INTERVIEW BY MARK WRIGHT
Pat Mills has long since acquired legendary status as one of the guiding lights of British comics. In 1977 he created and edited 2000AD, still known 40 years later as ‘the galaxy’s greatest comic’ and home of Judge Dredd. Then in 1979, he and co-writer (and Dredd co-creator) John Wagner wrote the very first comic strips to grace the pages of Doctor Who Weekly, including the classic The Iron Legion.
Around the same time, the duo attempted to step from the printed page to television Doctor Who with an imaginative adventure called The Song of the Space Whale. The idea was destined to become one of the series’ mythical ‘lost stories’ and would be three decades in the making…

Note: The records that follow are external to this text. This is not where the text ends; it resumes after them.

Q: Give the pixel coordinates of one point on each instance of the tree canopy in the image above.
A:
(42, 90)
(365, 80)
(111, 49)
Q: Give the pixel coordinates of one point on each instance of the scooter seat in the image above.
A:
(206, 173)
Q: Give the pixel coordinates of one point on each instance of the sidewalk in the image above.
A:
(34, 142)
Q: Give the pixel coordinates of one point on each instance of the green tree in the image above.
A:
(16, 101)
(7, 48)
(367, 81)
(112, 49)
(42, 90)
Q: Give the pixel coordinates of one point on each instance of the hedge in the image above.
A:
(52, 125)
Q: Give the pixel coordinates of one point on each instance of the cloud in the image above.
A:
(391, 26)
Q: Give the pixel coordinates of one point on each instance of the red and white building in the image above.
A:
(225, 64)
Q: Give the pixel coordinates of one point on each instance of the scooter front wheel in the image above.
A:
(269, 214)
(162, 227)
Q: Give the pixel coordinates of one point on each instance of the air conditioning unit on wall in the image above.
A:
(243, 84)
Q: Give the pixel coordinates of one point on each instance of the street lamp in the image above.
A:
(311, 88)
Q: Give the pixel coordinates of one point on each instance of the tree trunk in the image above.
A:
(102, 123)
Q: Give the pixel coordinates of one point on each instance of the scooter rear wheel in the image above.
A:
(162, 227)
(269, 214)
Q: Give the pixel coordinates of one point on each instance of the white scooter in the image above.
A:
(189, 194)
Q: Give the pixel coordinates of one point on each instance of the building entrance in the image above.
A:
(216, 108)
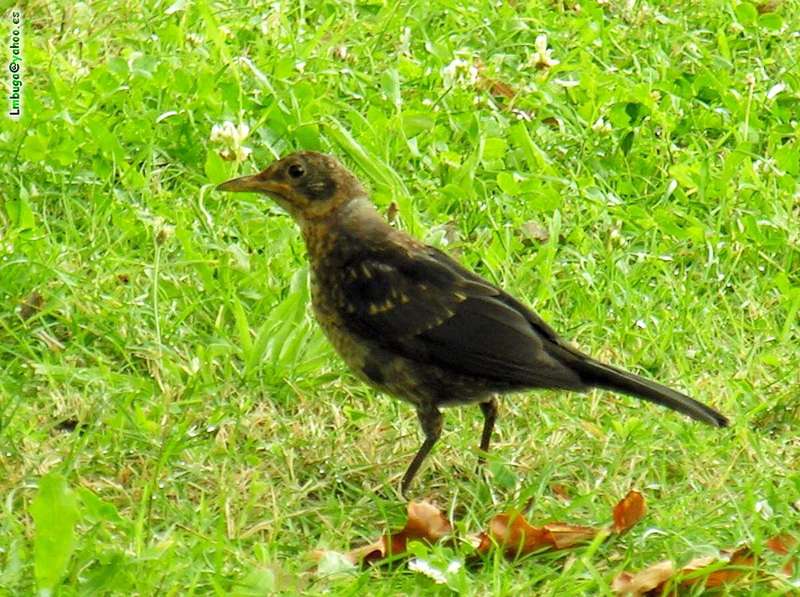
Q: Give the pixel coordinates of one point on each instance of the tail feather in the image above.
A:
(604, 376)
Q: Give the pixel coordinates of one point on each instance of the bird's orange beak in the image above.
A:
(255, 183)
(243, 184)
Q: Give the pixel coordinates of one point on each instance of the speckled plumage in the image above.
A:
(414, 323)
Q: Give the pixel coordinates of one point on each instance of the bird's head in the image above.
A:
(307, 184)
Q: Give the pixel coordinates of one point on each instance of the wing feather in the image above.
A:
(430, 309)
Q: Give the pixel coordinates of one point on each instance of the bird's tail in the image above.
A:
(599, 375)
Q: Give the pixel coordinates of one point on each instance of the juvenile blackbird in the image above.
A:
(414, 323)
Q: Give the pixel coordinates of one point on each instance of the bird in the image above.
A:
(414, 323)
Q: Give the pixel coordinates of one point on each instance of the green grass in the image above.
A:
(157, 352)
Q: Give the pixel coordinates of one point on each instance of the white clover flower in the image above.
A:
(543, 56)
(460, 72)
(271, 21)
(601, 125)
(775, 90)
(405, 42)
(435, 574)
(231, 137)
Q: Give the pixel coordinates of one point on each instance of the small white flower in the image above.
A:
(522, 114)
(775, 90)
(194, 39)
(566, 82)
(601, 125)
(231, 137)
(543, 56)
(435, 574)
(425, 567)
(405, 42)
(763, 508)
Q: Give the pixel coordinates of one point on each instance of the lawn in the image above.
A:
(172, 420)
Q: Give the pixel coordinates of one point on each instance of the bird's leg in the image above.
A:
(489, 410)
(431, 421)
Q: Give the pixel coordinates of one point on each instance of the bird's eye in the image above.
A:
(296, 171)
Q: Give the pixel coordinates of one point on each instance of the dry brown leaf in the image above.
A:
(630, 510)
(517, 537)
(783, 545)
(652, 580)
(497, 87)
(649, 581)
(425, 523)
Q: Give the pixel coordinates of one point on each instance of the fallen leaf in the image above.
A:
(630, 510)
(425, 523)
(391, 212)
(782, 544)
(652, 580)
(497, 87)
(649, 581)
(517, 537)
(738, 561)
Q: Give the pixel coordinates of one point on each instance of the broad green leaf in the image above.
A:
(55, 512)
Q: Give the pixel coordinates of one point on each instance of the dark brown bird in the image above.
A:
(415, 324)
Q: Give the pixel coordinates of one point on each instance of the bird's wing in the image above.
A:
(426, 307)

“John Wagner and myself submitted a story to [Doctor Who script editor] Anthony Read which got turned down”, recalls Pat from his home in Spain. “And then along came Doctor Who Weekly and we got rooted in that direction.” But this didn’t stop Pat and John from having a second crack at the TV series. “We thought up this space whale story and I mentioned it to my then-wife, Angela. She thought it was great and that we should submit it to the BBC, which we did. It was read by the script department, who referred it to Christopher H Bidmead who had just taken over as script editor on Doctor Who. Chris responded very, very positively to the story.”